Consultation now open on Rules for AML/CTF reforms

Reforms have been made to strengthen Australia’s anti-money laundering and counter-terrorism financing laws.

The reforms, known as Phase 1.5, will increase the resilience of our financial system against criminal threats, while making it easier for businesses to understand and comply with their obligations.

A summary of the changes for AUSTRAC reporting entities is included below.

Implementing the changes

There will be a transition period for businesses to implement the reforms, and we will provide guidance during this time to support you.

Draft Rules for review and consultation

The draft Rules to support the implementation of the Phase 1.5 reforms are now available for review and consultation.

Read the draft Rules and submit your feedback

Update: this consultation has closed and the link has been removed.

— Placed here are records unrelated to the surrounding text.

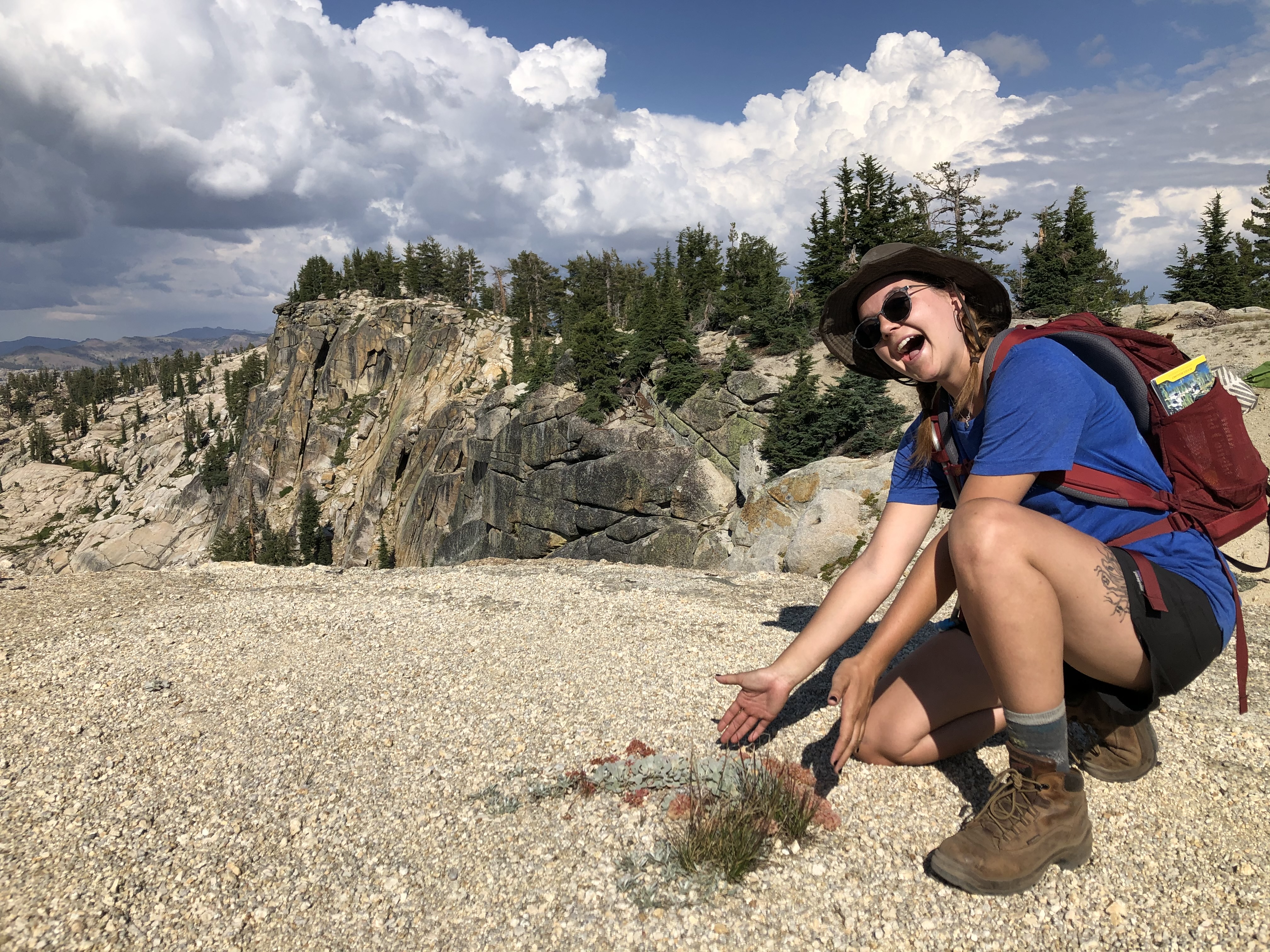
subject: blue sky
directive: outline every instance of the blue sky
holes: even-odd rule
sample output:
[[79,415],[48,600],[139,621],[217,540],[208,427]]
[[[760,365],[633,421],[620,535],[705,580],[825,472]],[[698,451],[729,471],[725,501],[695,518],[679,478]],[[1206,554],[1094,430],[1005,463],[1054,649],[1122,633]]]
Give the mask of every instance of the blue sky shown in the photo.
[[[572,39],[570,39],[572,38]],[[10,0],[0,339],[272,326],[310,254],[489,263],[729,222],[792,261],[843,156],[1026,217],[1090,189],[1137,287],[1270,169],[1270,0]]]
[[[376,5],[328,0],[323,10],[335,23],[356,27]],[[997,70],[1002,93],[1027,96],[1120,83],[1176,88],[1184,81],[1179,69],[1256,32],[1246,4],[1181,0],[649,0],[638,8],[475,0],[455,9],[518,50],[585,37],[608,53],[599,89],[611,93],[620,108],[687,113],[712,122],[737,122],[751,96],[800,88],[819,70],[862,65],[884,33],[925,30],[946,48],[966,48],[993,33],[1033,39],[1048,66],[1024,66],[1024,75],[1019,66]]]

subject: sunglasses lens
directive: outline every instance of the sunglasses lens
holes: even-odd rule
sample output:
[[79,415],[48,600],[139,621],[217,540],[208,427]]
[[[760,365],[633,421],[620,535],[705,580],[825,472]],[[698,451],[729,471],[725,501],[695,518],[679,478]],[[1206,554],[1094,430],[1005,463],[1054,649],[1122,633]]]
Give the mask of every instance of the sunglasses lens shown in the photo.
[[[899,289],[881,303],[881,315],[892,324],[903,324],[913,310],[908,291]],[[856,325],[856,343],[865,350],[872,350],[881,341],[881,321],[867,317]]]
[[881,312],[892,324],[903,324],[913,310],[913,300],[907,293],[895,293],[883,301]]
[[865,350],[872,350],[881,340],[881,322],[870,317],[856,325],[856,343]]

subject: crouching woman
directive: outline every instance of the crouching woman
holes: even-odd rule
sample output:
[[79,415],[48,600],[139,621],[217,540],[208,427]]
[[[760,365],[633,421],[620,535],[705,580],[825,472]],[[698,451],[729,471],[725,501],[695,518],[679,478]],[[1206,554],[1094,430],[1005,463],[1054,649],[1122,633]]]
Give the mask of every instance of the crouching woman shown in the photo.
[[[826,343],[856,372],[914,382],[923,414],[895,454],[872,539],[803,632],[770,666],[719,675],[740,688],[719,722],[721,740],[754,741],[794,687],[878,609],[940,505],[954,505],[927,419],[947,409],[950,435],[973,468],[869,644],[834,673],[828,701],[842,716],[832,759],[837,770],[852,755],[928,764],[1003,729],[1008,769],[974,820],[931,856],[944,880],[991,894],[1026,890],[1052,863],[1072,868],[1090,857],[1068,718],[1097,739],[1082,754],[1085,773],[1137,779],[1156,763],[1149,711],[1199,675],[1234,627],[1224,566],[1200,532],[1111,548],[1107,541],[1163,517],[1038,482],[1080,463],[1170,489],[1116,391],[1059,343],[1013,347],[984,397],[979,358],[1008,320],[992,274],[914,245],[872,249],[833,293]],[[1148,607],[1130,548],[1153,564],[1166,612]],[[954,593],[958,625],[884,675]]]

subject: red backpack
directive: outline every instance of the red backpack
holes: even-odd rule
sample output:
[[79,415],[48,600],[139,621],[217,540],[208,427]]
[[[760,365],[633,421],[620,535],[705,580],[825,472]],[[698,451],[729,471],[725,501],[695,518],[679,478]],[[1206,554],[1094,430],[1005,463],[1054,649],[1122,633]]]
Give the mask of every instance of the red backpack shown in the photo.
[[[1238,401],[1217,382],[1190,406],[1175,414],[1165,411],[1151,380],[1186,363],[1187,357],[1171,340],[1133,327],[1105,325],[1092,314],[1073,314],[1040,327],[1011,327],[997,334],[983,354],[983,396],[1010,349],[1025,340],[1048,338],[1076,354],[1090,369],[1120,393],[1133,420],[1172,482],[1165,493],[1119,476],[1073,466],[1062,473],[1043,473],[1038,482],[1073,499],[1132,509],[1168,513],[1167,519],[1111,539],[1109,546],[1125,546],[1152,536],[1184,529],[1200,529],[1214,548],[1242,536],[1267,517],[1270,473],[1243,425]],[[944,467],[954,499],[969,476],[973,459],[960,459],[956,442],[949,438],[947,400],[931,415],[935,459]],[[1267,520],[1270,526],[1270,520]],[[1151,564],[1140,553],[1126,550],[1142,572],[1147,602],[1156,611],[1167,611],[1160,583]],[[1226,556],[1246,571],[1261,571],[1267,565],[1251,566]],[[1234,592],[1234,661],[1240,685],[1240,713],[1248,710],[1248,645],[1243,631],[1243,611],[1234,578],[1227,570]]]

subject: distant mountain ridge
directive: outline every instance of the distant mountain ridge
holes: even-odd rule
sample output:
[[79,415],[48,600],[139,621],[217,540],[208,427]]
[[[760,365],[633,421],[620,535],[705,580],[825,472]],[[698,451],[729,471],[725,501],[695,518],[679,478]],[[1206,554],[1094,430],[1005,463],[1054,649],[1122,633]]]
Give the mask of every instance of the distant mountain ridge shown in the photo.
[[183,350],[232,350],[255,347],[269,339],[268,333],[227,327],[183,327],[154,338],[130,336],[118,340],[64,340],[61,338],[22,338],[0,341],[0,372],[104,367],[108,363],[140,360]]
[[8,357],[14,350],[22,350],[24,347],[42,347],[50,350],[57,350],[64,347],[75,347],[77,340],[67,340],[66,338],[22,338],[19,340],[0,340],[0,357]]

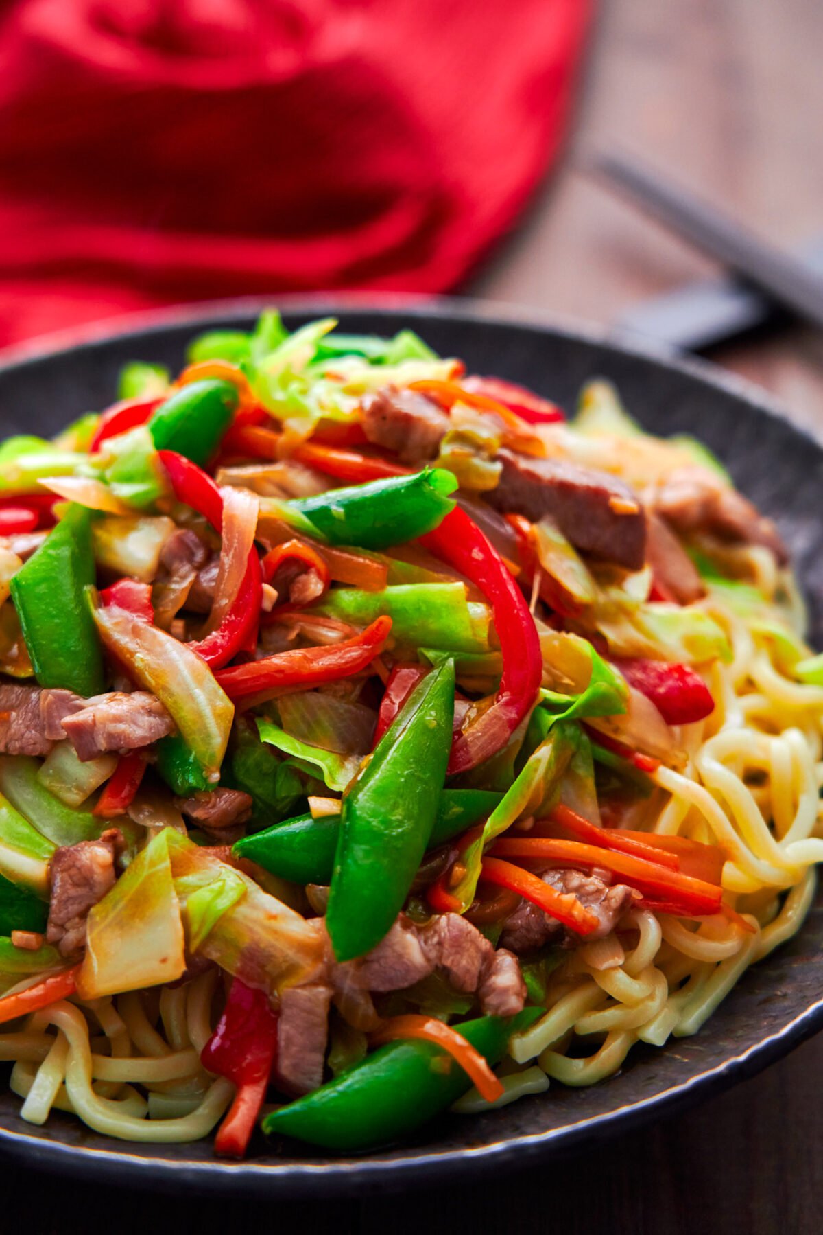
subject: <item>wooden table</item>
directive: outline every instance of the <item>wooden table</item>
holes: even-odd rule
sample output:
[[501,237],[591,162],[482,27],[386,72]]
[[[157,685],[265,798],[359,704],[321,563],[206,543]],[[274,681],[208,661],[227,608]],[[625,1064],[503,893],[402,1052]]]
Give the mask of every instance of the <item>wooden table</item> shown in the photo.
[[[605,4],[574,148],[466,290],[606,324],[634,300],[711,272],[574,169],[590,146],[638,149],[777,242],[823,232],[822,52],[821,0]],[[791,327],[714,358],[823,432],[823,336]],[[158,1202],[4,1171],[2,1210],[16,1220],[0,1230],[819,1235],[821,1092],[823,1037],[698,1110],[584,1157],[413,1198]]]

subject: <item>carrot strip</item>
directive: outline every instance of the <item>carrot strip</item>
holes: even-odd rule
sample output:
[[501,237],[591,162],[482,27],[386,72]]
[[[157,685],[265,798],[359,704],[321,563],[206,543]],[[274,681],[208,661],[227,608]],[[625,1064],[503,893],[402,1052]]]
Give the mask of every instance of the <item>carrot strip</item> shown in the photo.
[[406,1016],[392,1016],[376,1034],[371,1035],[371,1045],[383,1046],[399,1037],[421,1037],[427,1042],[442,1046],[460,1065],[486,1102],[502,1098],[505,1089],[491,1071],[489,1061],[465,1040],[463,1034],[459,1034],[450,1025],[444,1025],[442,1020],[436,1020],[433,1016],[421,1016],[413,1013]]
[[723,889],[717,884],[693,879],[691,876],[681,874],[680,871],[669,871],[642,857],[603,850],[596,845],[584,845],[580,841],[555,841],[550,837],[521,840],[503,836],[496,842],[492,853],[496,857],[556,862],[559,866],[600,866],[618,874],[623,882],[637,888],[643,895],[676,903],[682,913],[716,914],[723,897]]
[[[492,851],[497,853],[497,846]],[[517,892],[533,905],[538,905],[544,913],[556,918],[559,923],[579,935],[591,935],[600,926],[600,919],[591,910],[586,909],[571,895],[570,892],[558,892],[537,874],[524,871],[512,862],[501,862],[498,857],[484,857],[480,869],[480,878],[485,883],[495,883],[500,888],[508,888]]]
[[[564,829],[564,831],[570,832],[573,840],[586,841],[589,845],[602,845],[603,848],[616,850],[619,853],[631,853],[633,857],[645,858],[647,862],[665,866],[670,871],[680,869],[680,858],[676,853],[655,848],[654,845],[647,844],[645,837],[638,840],[635,836],[628,836],[616,827],[598,827],[596,824],[591,824],[587,819],[584,819],[582,815],[579,815],[576,810],[563,805],[563,803],[559,803],[554,808],[549,819]],[[538,826],[540,820],[538,820]]]
[[48,1008],[58,999],[68,999],[74,994],[77,976],[80,966],[74,965],[70,969],[60,969],[59,973],[51,973],[42,982],[16,994],[0,999],[0,1025],[6,1020],[16,1020],[17,1016],[26,1016],[30,1011],[39,1011]]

Summary of changes for reporting entities

Customer due diligence

These reforms make it clear that customers must be identified before providing a designated service, except for very limited circumstances. They also expand the circumstances where you can rely on customer identification by another reporting entity.

Tipping off

There will be expanded exceptions to tipping-off provisions that allow information from suspicious matter reports (SMRs) to be shared with an external auditor, or offshore members of the same corporate or designated business group that are regulated by laws that give effect to some or all of the FATF recommendations .

Correspondent banking

These changes affect financial institutions. The reforms include clearer prohibitions against entering into a relationship with a bank that allows its accounts to be used by a shell bank, in addition to clearer and strengthened due diligence and risk assessment requirements during a correspondent banking relationship.

Additional measures

In addition to these changes, the Phase 1.5 reforms support cooperation and collaboration to detect, deter and disrupt money laundering, terrorism financing, and other serious crimes, and increase the AUSTRAC CEO’s ability to provide access to AUSTRAC information to law enforcement partners.